A) etc. have already been put to practical use. Each of these methods is a method of detecting the presence or absence of an antigen labeled with an isotope, an enzyme, a fluorescent substance, or the like. However, EIA
The methods, FIA method and LIA method have a sensitivity of 10 −6 gram to 10 −10 gram at the most, and are insufficient in sensitivity as an antigen test which is particularly useful in an antigen-antibody reaction, and there is a practical problem.
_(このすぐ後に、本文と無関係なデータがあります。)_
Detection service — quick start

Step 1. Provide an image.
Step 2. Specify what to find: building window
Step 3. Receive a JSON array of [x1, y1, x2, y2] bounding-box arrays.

In addition, the RIA method has a sensitivity of 10 -12 grams and is a measurement method capable of ultra trace analysis and antigen test, but requires special equipment because it uses radioactive substances, and in terms of versatility and price, etc. There was a problem.
【0003】そこで、本発明者らは抗原検査が可能な1
0-12グラム以上の感度を有し、かつ 汎用性の高い測定
法として、抗体を結合した蛍光色素を含有する蛍光マイ
クロビーズ及び抗体を結合した磁性微粒子(磁性体標識
体)により検体中の抗原を捕捉し、これら蛍光マイクロ
ビーズと磁性微粒子と検体とからなる反応複合体を外部
磁場等により溶液表面の1点に集合させ、該集合点にレ
ーザ光を照射し、該検体から発生する蛍光を検出する免
疫測定法を提案してきた(例えば、特開平2−1517
66号公報等参照のこと)。Therefore, the present inventors have made it possible to carry out an antigen test 1.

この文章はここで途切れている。